Sąd pierwszej instancji oddalił dzisiaj wszystkie wnioski Ministerstwa Skarbu Państwa, dotyczące przede wszystkim uchylenia uchwał o nieprzedłużaniu istnienia Huty Metali Nieżelaznych Szopienice i likwidacji firmy.
Takie decyzje podjęło w zeszłym roku walne zgromadzenie, na którym decydujący głos należał do Hutmenu (kontroluje 62 proc. kapitału Szopienic, a 32 proc. ma skarb).
- Klęska. Musimy się zastanowić nad ewentualną apelacją – mówi Jarosław Piotrak, radca z Prokuratorii Generalnej, która reprezentuje interesy skarbu państwa.
MSP było przeciwne likwidacji i rekomendowało przeprowadzenie głębokiej restrukturyzacji huty.

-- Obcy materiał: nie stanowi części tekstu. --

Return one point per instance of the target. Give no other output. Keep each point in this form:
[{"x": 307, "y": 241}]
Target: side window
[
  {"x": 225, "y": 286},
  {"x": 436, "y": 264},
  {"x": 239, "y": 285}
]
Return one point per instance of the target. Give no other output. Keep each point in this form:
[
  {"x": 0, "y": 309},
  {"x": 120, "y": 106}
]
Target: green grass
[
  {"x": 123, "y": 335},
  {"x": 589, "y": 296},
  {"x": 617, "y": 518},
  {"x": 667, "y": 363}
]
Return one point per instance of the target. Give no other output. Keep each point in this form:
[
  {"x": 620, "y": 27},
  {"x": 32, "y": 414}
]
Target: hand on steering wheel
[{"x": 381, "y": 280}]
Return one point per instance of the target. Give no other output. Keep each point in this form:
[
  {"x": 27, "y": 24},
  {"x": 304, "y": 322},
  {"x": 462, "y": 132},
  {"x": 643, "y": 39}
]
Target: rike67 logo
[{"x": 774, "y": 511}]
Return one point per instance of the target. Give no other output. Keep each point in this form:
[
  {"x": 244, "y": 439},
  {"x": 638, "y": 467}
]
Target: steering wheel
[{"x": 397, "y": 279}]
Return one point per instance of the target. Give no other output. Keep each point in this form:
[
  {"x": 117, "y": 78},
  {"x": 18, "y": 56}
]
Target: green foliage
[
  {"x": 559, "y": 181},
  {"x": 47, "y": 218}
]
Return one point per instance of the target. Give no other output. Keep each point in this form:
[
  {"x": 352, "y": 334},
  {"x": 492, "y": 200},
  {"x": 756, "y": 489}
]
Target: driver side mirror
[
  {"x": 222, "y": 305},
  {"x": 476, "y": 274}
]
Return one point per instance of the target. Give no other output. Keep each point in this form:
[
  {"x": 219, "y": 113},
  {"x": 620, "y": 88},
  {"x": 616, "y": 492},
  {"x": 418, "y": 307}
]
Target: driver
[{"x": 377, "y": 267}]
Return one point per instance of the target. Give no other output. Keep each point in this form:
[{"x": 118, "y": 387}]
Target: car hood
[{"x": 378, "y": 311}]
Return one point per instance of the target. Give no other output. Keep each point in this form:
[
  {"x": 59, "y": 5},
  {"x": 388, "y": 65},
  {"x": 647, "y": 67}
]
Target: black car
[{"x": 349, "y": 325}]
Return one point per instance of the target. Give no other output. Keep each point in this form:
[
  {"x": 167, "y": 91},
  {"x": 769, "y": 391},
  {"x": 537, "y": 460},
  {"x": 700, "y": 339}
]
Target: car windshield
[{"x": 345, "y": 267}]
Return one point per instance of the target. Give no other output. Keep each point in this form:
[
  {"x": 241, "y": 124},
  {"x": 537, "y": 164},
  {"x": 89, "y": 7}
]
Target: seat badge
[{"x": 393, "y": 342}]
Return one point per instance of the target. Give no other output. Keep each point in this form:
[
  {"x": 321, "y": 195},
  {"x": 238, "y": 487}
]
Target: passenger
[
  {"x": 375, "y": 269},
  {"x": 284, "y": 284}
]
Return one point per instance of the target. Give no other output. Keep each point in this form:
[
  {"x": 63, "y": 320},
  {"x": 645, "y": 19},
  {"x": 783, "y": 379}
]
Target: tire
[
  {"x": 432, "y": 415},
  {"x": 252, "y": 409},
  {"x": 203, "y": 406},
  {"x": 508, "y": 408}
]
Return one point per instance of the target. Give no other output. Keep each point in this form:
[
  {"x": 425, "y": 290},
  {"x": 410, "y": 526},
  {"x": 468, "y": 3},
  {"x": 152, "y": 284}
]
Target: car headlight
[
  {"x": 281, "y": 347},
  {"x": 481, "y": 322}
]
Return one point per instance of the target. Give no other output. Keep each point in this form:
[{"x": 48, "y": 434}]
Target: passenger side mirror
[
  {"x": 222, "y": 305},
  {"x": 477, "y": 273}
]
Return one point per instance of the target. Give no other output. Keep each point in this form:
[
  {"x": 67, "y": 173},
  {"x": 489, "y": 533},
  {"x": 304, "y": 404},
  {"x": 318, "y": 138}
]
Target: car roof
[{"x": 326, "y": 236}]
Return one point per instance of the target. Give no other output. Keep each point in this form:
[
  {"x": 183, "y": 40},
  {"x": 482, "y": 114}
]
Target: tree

Hutmen przekonywał z kolei, że nie widzi możliwości odzyskania przez Szopienice rentowności. Dlatego chce zlikwidować firmę, a jej majątek – sprzedać. Do tej pory nie mógł jednak tego zrobić ponieważ sąd zabezpieczył powództwo, czyli zablokował likwidację.
- Kiedy wyrok się uprawomocni, przystąpimy do sprzedaży majątku. Przez cały czas trwania procesu prowadziliśmy rozmowy z potencjalnymi kupcami – zapewnia Mieczysław Wicherski, szef biura zarządu Hutmenu.